Última modificación: 2017-07-17

Resumen


The practice of chattel slavery began at the Cape of Good Hope in the mid-seventeenth century as Dutch colonial rule became established. Drawn largely from South East Asia as well as Mozambique, Madagascar and Mauritius, a heterogeneous slave population laboured for the Dutch East Africa Company (VOC) and, increasingly, private settler farmers producing wheat and wine. British rule, effective from 1806, brought with it the emancipation of some 39 000 slaves by 1838.

Significantly from 1839, in the immediate post-emancipation era, the Cape colonial government introduced an experiment in state education; one unprecedented in the British Empire. Intended to include colonial subjects in free government schools regardless of race and class, it represented a moment when liberal egalitarian discourses of the post-emancipation era allowed for an imagination of an inclusive system at the Cape. But it also problematized local Dutch, indigenous Khoisan and slave populations as needing to be uplifted and regulated as members of an Anglicizing society.

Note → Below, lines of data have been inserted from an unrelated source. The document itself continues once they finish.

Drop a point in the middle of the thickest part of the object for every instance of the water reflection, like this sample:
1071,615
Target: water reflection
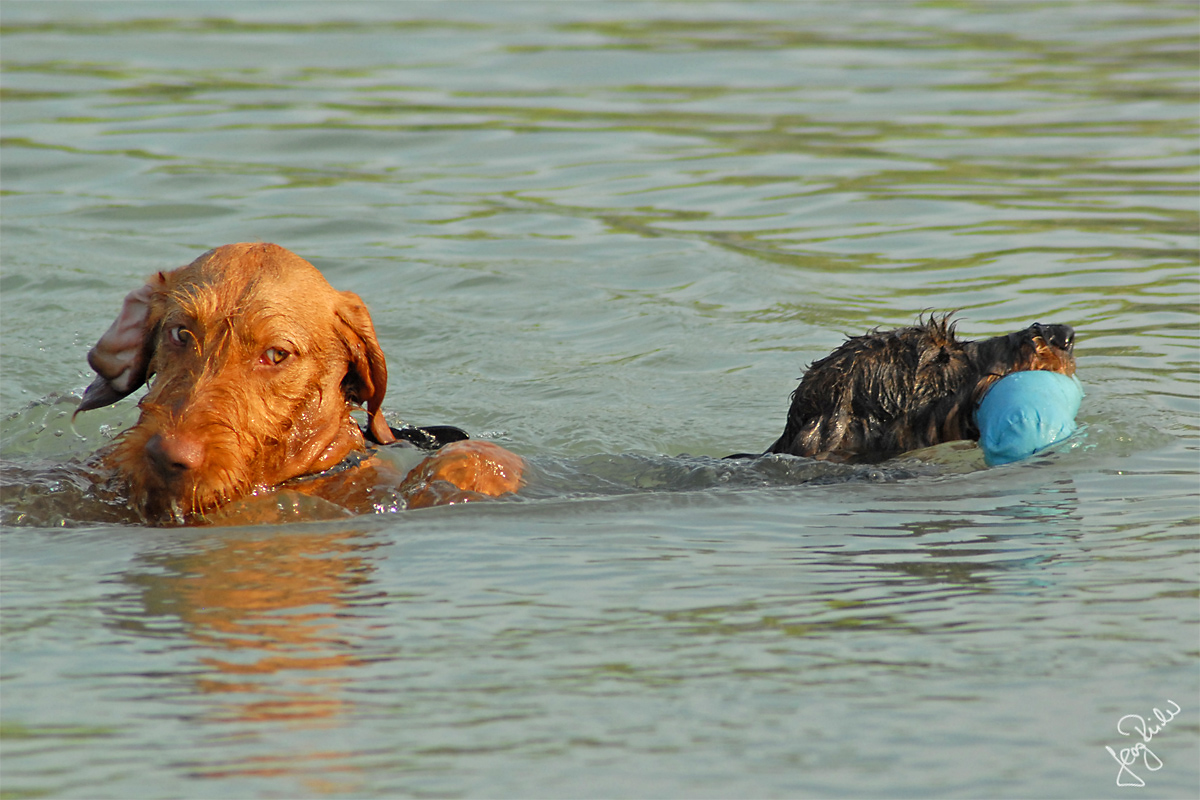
267,614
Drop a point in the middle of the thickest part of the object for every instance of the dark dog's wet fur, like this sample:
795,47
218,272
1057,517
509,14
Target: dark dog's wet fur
888,392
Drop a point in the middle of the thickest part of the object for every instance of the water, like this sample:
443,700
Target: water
605,235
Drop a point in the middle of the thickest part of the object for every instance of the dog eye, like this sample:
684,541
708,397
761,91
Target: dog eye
177,335
274,355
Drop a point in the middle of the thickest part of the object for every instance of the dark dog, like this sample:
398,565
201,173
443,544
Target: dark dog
256,365
888,392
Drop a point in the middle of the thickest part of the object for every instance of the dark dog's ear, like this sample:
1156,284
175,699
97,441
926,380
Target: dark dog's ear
123,354
366,380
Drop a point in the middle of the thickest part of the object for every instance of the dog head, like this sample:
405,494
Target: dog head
253,364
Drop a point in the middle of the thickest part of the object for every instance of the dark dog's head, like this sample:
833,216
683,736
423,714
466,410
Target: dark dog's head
892,391
1038,347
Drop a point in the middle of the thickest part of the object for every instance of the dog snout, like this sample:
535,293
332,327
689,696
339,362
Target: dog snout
1059,336
174,455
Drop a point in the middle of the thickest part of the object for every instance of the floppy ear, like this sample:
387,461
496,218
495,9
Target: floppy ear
366,382
123,354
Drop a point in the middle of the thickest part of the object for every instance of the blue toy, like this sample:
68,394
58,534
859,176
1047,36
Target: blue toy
1025,411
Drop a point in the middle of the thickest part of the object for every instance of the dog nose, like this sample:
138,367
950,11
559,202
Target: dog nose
174,455
1060,336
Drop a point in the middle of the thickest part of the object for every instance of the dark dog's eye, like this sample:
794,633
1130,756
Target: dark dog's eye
274,355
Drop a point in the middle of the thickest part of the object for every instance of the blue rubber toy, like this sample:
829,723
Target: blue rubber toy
1025,411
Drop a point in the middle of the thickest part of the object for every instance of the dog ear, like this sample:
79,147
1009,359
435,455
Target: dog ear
367,378
123,354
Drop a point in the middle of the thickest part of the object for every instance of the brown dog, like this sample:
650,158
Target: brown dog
256,364
888,392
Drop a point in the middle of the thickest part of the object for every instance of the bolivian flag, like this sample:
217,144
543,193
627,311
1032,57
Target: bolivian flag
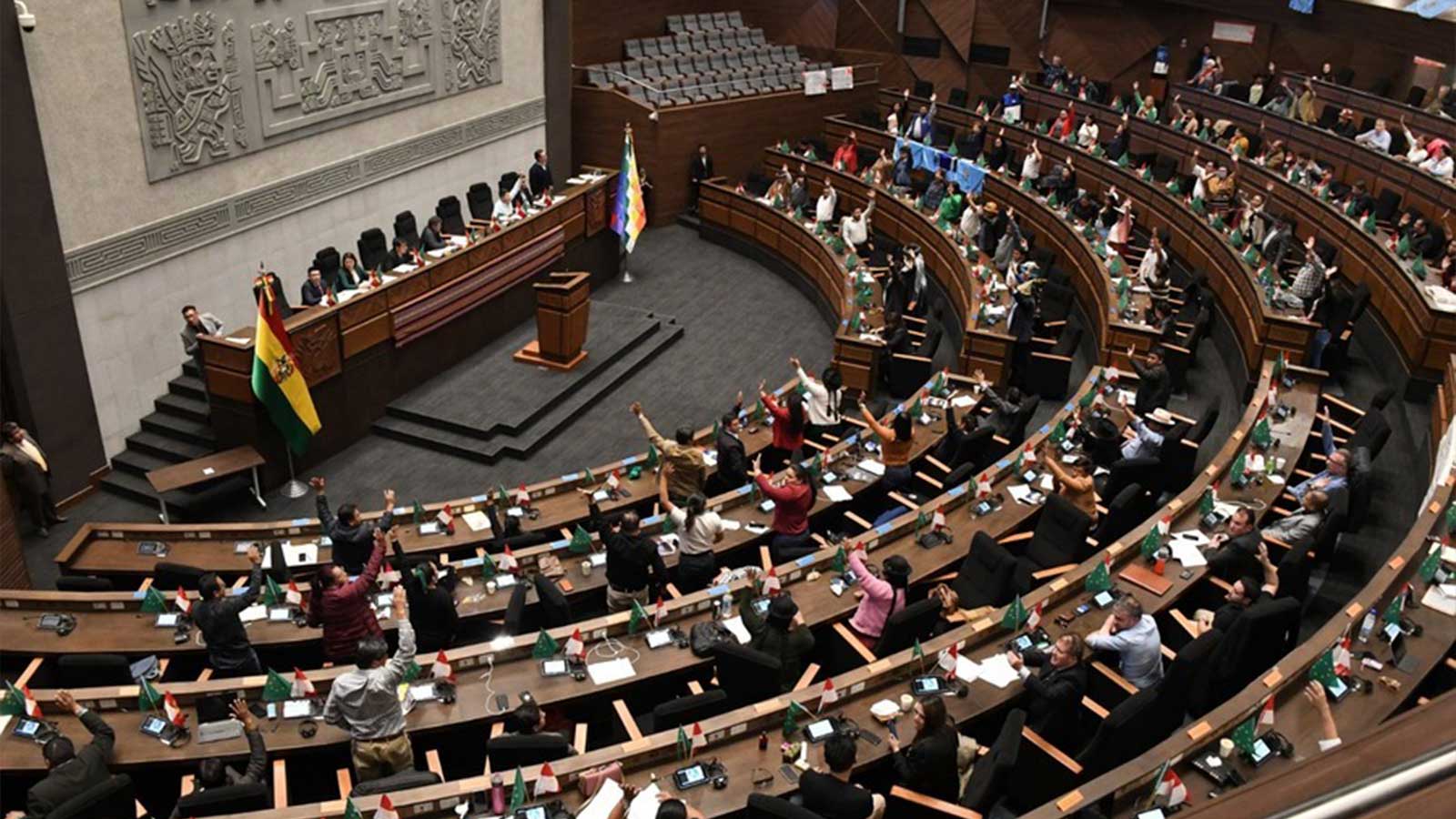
277,380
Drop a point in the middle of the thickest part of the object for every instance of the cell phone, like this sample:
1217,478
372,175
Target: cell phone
691,777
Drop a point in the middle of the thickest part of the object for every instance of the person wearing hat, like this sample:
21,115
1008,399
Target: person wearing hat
783,636
878,596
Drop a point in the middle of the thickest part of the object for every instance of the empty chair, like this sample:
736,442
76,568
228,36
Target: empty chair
407,229
373,248
450,219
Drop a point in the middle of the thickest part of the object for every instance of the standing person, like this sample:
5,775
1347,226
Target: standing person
29,472
633,567
229,652
701,167
698,530
366,702
793,494
339,606
895,443
70,771
878,598
790,424
928,765
823,398
689,468
353,537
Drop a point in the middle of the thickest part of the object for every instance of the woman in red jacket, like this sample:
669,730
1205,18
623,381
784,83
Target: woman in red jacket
341,606
790,423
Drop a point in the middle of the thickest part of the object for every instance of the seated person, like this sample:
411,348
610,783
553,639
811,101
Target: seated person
1298,530
830,794
213,773
1135,637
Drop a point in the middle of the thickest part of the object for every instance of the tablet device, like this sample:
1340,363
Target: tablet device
691,775
819,731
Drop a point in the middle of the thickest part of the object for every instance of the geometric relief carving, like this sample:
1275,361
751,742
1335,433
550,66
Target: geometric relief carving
305,67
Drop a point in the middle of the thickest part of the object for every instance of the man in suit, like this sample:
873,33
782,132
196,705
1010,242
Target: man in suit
1155,387
313,288
24,462
703,167
539,177
70,770
1055,693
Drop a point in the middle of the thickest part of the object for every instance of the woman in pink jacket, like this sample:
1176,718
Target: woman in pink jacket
878,598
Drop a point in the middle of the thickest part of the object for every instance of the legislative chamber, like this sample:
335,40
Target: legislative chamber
797,410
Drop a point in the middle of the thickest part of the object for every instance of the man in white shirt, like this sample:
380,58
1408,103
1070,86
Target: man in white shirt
1378,137
1135,637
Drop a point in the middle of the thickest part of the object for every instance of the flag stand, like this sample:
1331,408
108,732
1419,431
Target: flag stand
295,489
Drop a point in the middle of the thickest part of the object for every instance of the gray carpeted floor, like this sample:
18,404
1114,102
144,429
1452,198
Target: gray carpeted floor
742,324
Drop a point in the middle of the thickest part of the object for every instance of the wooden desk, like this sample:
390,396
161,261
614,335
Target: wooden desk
203,470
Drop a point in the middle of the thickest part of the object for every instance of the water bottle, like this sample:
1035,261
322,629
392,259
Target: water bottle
1368,625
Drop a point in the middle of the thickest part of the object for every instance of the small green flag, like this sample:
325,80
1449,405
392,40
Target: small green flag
153,602
1016,614
150,700
638,618
545,647
580,541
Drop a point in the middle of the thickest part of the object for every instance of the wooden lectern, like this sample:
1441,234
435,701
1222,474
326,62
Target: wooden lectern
562,303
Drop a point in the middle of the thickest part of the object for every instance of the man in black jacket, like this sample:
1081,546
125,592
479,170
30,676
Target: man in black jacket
229,651
72,771
1155,387
832,794
1053,694
353,538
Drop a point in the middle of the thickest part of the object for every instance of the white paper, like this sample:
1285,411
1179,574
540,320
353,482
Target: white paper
739,630
611,671
997,672
873,467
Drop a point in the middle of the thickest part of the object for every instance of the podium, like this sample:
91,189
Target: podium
562,303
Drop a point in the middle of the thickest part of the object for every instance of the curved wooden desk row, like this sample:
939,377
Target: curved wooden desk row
1354,716
732,738
1373,106
114,622
1419,329
513,665
1259,329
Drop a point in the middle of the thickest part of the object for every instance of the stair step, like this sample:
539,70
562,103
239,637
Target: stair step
165,446
182,407
181,429
188,387
545,426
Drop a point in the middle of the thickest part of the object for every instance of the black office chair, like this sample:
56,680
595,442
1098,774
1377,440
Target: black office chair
509,751
992,771
226,799
86,671
407,229
684,712
450,217
373,248
986,576
744,673
84,583
555,608
113,799
480,201
907,625
395,783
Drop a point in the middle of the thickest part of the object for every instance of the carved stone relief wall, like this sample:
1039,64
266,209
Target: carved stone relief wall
302,67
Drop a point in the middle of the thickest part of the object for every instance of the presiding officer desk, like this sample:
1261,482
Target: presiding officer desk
1420,329
366,351
733,736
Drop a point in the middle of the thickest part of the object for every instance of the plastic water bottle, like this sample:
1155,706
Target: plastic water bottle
1368,625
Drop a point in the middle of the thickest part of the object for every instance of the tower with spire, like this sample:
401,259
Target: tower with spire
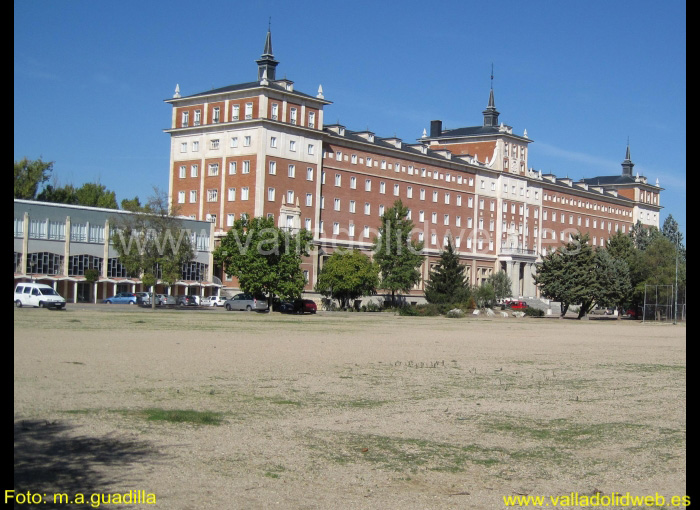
627,164
267,63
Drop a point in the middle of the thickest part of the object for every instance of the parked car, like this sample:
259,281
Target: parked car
517,305
144,298
214,301
188,300
246,302
166,300
122,298
38,295
298,306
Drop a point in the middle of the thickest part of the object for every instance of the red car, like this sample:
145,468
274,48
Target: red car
517,305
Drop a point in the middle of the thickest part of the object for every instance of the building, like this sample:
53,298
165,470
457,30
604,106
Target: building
262,148
57,243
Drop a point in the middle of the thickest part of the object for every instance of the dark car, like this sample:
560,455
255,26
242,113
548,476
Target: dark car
247,302
517,305
122,298
189,300
298,306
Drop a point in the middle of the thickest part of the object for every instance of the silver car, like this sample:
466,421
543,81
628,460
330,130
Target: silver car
246,302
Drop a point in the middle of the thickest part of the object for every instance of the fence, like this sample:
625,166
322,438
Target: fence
663,303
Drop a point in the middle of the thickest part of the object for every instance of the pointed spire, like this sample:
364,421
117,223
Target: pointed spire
267,60
627,163
491,114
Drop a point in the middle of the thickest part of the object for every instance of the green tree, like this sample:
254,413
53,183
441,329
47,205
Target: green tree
93,194
348,275
153,245
30,175
398,256
567,275
613,287
58,194
264,258
484,294
447,283
501,283
134,205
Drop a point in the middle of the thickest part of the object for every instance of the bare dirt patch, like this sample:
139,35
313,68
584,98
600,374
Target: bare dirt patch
215,409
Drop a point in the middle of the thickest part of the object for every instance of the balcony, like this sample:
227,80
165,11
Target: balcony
517,250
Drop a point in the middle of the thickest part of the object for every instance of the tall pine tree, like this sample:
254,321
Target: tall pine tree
447,282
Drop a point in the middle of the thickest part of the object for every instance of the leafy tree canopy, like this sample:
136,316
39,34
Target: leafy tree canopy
348,275
264,258
398,256
447,283
30,175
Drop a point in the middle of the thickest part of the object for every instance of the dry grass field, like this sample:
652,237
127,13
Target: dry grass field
209,409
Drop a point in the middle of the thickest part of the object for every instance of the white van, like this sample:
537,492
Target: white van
38,294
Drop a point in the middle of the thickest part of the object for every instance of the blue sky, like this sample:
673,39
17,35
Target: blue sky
582,77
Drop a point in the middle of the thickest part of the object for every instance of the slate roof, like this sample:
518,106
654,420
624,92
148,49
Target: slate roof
250,85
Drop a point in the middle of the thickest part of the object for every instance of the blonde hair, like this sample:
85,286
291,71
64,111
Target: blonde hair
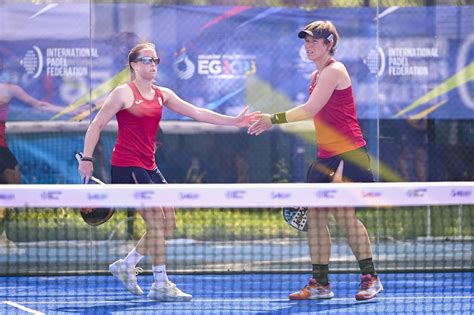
135,53
326,30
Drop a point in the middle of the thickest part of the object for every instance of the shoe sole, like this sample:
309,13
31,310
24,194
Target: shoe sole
365,298
117,276
325,297
171,299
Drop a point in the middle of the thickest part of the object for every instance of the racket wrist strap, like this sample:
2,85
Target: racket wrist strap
279,118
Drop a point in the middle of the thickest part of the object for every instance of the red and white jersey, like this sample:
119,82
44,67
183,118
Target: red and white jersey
337,127
3,119
137,129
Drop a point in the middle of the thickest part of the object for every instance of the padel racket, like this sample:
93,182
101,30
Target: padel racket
296,217
95,216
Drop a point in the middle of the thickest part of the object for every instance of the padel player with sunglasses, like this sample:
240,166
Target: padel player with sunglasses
138,107
342,157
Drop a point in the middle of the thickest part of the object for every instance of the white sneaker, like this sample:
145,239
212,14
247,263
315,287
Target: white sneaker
167,292
369,287
128,276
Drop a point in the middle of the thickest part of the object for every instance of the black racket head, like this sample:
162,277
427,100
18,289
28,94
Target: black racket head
296,217
96,216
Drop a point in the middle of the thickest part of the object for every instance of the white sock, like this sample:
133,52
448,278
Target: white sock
133,258
159,274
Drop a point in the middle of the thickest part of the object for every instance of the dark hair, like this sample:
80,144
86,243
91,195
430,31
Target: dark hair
322,29
135,53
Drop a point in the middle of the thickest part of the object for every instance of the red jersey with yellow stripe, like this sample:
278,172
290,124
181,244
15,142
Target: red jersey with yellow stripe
337,127
3,119
137,129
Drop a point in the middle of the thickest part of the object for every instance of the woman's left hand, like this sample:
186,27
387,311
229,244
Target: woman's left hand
262,125
245,119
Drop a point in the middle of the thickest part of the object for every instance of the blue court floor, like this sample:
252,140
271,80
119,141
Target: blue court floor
420,293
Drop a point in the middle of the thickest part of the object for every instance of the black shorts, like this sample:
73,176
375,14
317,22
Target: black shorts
356,168
7,159
136,175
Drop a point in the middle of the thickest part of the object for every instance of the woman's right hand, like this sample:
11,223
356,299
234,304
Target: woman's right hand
86,169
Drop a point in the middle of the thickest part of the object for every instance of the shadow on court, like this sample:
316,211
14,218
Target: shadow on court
416,293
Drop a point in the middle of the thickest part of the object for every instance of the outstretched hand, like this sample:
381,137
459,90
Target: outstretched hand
262,125
244,119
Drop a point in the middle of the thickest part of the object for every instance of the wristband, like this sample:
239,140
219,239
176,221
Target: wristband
279,118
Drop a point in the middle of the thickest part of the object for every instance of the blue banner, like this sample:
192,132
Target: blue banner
404,62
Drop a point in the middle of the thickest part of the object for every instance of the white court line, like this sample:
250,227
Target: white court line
223,299
46,8
23,308
388,11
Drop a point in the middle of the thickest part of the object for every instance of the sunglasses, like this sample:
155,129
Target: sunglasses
148,60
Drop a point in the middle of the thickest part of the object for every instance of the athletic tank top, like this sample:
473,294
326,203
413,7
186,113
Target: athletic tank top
3,119
336,124
137,128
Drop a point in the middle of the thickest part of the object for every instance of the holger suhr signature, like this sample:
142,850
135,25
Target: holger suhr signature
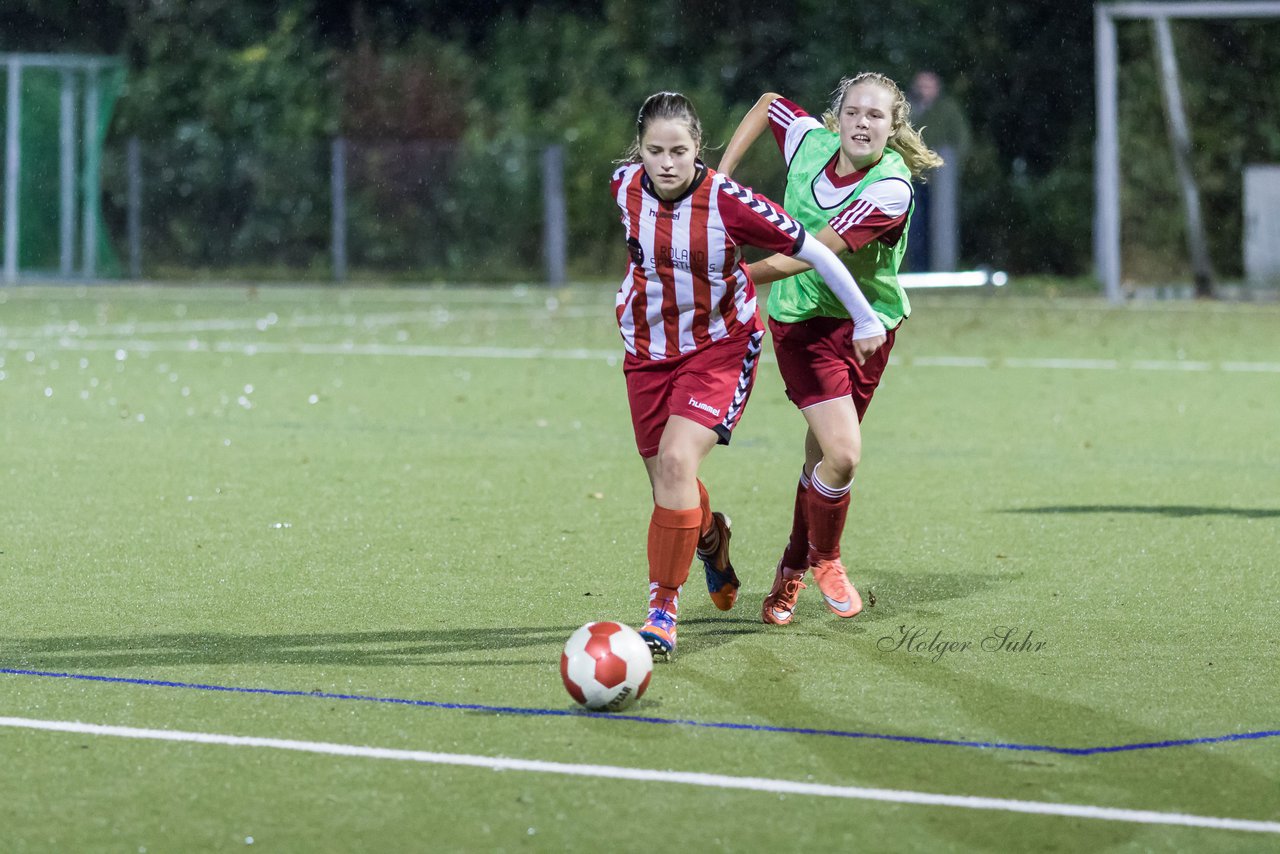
927,642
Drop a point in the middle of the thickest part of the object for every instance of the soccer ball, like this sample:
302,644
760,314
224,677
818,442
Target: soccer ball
606,666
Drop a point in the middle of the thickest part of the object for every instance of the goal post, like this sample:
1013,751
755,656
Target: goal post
1106,165
54,115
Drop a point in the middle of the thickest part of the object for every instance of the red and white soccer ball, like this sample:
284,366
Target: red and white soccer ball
606,666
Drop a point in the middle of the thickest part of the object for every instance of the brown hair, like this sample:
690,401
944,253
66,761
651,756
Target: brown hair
901,137
664,105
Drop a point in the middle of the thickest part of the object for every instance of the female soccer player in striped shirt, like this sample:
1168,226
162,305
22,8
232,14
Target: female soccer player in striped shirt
689,320
849,181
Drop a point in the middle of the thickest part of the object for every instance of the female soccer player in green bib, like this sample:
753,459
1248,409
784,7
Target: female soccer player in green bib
849,182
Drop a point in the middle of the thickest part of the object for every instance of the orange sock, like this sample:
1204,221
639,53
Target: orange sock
672,540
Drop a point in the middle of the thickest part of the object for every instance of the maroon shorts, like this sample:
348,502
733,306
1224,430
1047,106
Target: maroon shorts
817,361
708,386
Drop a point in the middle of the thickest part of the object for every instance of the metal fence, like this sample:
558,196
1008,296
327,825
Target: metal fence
334,208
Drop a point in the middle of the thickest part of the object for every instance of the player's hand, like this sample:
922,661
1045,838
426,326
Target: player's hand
864,347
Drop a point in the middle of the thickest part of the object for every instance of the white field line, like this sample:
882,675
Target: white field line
652,775
69,343
269,320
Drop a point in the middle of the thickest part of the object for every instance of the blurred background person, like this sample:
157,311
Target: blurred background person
946,128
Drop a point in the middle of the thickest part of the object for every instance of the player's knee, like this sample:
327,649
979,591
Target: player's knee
676,466
840,465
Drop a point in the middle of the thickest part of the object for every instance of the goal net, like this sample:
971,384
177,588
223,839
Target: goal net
1182,118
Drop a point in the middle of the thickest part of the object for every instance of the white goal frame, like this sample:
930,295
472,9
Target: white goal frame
1106,163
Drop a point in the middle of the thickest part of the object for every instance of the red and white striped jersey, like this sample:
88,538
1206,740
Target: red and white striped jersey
686,284
878,213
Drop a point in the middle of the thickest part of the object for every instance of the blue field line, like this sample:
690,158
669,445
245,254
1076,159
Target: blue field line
631,718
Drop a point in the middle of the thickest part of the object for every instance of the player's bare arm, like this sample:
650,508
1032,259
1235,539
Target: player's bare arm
780,266
868,330
749,129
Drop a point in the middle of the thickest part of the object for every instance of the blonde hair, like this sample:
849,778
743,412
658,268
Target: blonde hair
901,137
664,105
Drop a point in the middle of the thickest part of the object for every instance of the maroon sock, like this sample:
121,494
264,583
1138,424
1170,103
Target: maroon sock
827,510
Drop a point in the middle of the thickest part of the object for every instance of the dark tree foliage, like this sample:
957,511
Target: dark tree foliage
497,81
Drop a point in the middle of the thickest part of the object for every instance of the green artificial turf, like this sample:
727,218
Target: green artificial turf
417,494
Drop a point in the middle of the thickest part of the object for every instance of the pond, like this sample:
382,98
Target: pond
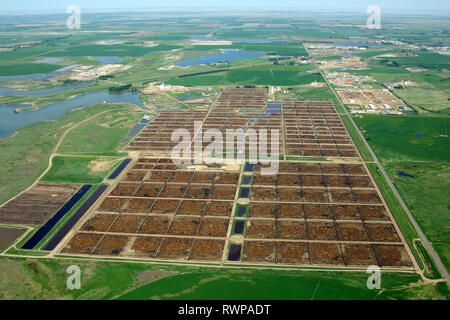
41,76
4,91
226,56
11,121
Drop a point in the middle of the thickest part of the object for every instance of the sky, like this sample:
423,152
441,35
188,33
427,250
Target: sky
61,5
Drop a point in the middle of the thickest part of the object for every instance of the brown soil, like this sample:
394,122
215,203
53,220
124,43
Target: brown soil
358,255
139,205
154,225
159,176
382,232
198,192
325,253
321,231
175,248
289,195
82,243
111,245
112,204
351,232
268,210
207,249
135,176
332,168
366,196
391,255
184,226
373,213
203,177
292,253
146,246
100,222
126,224
222,192
260,229
288,180
124,189
149,190
311,195
218,208
291,211
165,207
228,178
173,191
341,196
291,230
264,180
346,213
214,227
318,211
191,207
259,193
255,251
181,176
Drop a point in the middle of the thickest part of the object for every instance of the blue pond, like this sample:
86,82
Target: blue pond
10,121
41,76
227,56
13,92
106,60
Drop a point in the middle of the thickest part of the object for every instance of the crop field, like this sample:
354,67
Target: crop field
36,205
310,213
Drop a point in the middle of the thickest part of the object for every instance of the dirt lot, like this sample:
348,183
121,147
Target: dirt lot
358,255
209,250
146,246
218,208
184,226
100,222
391,255
291,230
325,253
292,253
82,243
154,225
126,224
213,227
111,245
175,248
260,229
256,251
38,204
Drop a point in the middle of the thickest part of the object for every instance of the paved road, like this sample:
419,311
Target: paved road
422,236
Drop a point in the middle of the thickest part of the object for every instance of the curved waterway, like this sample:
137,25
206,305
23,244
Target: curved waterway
11,121
4,91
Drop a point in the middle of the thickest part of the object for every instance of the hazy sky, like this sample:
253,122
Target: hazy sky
407,5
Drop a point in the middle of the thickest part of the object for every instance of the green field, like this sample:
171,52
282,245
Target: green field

Despite its inclusive intentions and an ambitious liberal curriculum, the Established System was soon recognized as incapable of serving the needs of all the colonial children. From 1841 the Superintendent-General of Education at the Cape began to identify increasing numbers of mission schools which could be given a small government grant and to which responsibility for the education of the poor, including the newly emancipated slaves, could be given. This paper explores the fairly rapid exclusion of former slave children from government schools. It then compares the offerings of mission schools in a number of rural localities with that of the Established System. What did emancipation mean for education and what did education provide for the newly ‘emancipated’ in terms of participation in a ‘free’ society?